Uh oh! Time for another letter to Santa. This time Graybie Baby is taking the helm. And I’m thinking after this, he’s gonna be on the Naughty list. Actually, maybe all of us will! YIKES!
Hope this letter finds you well. I want to start by apologizing for the letters sent by other members of my family. They are a bit eccentric, to say the least. But what can ya say, they’re family, and since I’m not allowed outside, I’m stuck with them.
I’ve been trying to think of something to ask you for, but to be honest, I don’t really see the point. I mean, you’re a cash cow for consumerism, and there’s no place in that kinda world for a dreamer like me. If I asked you for something that could be bought, like a toy or a treat, you are Johnny-on-the-spot.
But humans and animals alike have been asking you for years for a little peace and understanding on this earth, and to be blunt, you just can’t seem to deliver.

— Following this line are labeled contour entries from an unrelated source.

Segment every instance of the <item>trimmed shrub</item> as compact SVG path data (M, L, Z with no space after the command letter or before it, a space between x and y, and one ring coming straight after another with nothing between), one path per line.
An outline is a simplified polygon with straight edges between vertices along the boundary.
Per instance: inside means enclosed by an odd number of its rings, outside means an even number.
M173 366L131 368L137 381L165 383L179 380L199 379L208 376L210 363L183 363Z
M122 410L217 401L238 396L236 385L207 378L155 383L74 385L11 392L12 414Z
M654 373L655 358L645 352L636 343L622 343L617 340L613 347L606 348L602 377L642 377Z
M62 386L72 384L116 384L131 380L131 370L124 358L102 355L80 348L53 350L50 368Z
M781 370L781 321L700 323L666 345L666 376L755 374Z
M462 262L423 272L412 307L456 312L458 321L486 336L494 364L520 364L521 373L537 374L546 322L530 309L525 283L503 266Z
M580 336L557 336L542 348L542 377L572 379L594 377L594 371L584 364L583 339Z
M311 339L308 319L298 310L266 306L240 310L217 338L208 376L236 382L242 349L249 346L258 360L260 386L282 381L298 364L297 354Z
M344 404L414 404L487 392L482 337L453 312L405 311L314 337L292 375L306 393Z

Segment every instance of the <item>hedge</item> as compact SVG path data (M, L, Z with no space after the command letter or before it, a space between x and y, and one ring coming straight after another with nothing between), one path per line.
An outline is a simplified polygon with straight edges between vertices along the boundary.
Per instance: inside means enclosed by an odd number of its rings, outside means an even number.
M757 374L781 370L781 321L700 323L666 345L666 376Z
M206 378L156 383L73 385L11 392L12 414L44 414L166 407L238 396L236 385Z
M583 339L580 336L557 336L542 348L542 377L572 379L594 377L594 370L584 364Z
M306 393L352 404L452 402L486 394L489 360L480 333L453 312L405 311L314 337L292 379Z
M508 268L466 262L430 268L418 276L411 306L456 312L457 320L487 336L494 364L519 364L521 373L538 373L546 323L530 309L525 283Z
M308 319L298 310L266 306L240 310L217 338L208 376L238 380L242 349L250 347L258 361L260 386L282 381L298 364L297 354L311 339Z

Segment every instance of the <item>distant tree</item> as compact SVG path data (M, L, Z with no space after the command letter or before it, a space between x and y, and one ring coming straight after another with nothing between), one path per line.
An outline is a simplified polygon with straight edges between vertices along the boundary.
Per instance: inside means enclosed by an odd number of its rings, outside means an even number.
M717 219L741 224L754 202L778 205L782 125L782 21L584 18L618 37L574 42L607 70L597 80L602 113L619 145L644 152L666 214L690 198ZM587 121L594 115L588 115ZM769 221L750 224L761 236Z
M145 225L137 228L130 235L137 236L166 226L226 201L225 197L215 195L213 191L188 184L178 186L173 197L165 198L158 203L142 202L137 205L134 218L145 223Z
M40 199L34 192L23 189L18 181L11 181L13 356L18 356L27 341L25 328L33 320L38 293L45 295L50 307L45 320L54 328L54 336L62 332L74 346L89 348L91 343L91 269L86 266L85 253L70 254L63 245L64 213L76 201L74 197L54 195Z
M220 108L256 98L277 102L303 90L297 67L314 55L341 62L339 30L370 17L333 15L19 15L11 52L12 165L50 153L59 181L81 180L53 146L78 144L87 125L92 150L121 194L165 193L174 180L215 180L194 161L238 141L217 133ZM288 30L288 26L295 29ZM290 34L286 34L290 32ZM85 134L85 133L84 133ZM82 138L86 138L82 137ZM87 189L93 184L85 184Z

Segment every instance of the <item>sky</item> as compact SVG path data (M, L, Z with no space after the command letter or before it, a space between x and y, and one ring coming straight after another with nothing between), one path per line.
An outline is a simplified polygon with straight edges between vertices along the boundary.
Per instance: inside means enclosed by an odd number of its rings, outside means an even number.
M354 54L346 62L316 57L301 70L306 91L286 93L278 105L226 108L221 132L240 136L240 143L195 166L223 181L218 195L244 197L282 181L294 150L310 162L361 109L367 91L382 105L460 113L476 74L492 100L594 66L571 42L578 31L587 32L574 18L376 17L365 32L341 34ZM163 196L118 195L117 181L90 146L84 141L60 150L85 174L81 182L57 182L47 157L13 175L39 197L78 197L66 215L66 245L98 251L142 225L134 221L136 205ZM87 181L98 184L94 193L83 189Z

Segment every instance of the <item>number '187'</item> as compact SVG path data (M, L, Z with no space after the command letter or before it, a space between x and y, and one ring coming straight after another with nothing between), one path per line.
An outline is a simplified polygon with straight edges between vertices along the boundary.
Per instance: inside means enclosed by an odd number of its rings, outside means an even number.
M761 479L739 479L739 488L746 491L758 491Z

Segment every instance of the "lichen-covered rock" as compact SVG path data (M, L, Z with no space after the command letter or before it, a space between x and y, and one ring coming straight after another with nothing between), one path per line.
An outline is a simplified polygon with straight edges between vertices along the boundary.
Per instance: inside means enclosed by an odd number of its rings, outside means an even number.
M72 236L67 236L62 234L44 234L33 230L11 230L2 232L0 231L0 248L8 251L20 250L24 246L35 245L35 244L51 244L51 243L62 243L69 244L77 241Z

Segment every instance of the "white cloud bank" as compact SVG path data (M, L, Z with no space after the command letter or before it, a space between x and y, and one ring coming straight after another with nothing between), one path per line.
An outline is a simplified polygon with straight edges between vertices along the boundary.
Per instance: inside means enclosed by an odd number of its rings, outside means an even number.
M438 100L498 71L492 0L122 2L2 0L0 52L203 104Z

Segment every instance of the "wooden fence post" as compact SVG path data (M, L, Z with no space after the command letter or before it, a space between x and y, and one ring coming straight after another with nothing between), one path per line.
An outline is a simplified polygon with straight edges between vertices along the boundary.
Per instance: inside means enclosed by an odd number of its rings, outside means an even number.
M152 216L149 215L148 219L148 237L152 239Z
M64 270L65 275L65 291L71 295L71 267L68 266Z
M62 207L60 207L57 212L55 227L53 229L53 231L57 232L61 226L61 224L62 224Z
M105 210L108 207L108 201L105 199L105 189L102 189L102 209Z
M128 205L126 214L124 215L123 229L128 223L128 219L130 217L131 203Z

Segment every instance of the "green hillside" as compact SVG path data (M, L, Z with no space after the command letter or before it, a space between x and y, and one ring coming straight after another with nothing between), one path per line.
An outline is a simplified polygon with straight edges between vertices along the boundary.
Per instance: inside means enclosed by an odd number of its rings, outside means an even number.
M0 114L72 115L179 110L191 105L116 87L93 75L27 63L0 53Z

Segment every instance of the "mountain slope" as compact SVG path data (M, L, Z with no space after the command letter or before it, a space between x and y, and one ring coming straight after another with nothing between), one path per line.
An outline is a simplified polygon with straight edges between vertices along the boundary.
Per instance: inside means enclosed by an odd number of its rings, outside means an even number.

Like, every year that I’ve been around, I’ve specifically asked you to NOT give animals as presents to children. And every year, you go ahead and do it anyway. And come the end of January, those animals will be banished to the backyard, or surrendered to shelters and rescues that are already overflowing with cute little dogs, cats, rabbits, and other companion animals that just didn’t quite make the grade.
Really, old man, it’s time for you to get with the program. How about getting out of the pockets of pet shops and puppy mills, and take a stand for once in your life. Why not make this the year you stop giving out live animals as gifts.
Of course, I won’t hold my breath waiting for THAT to happen.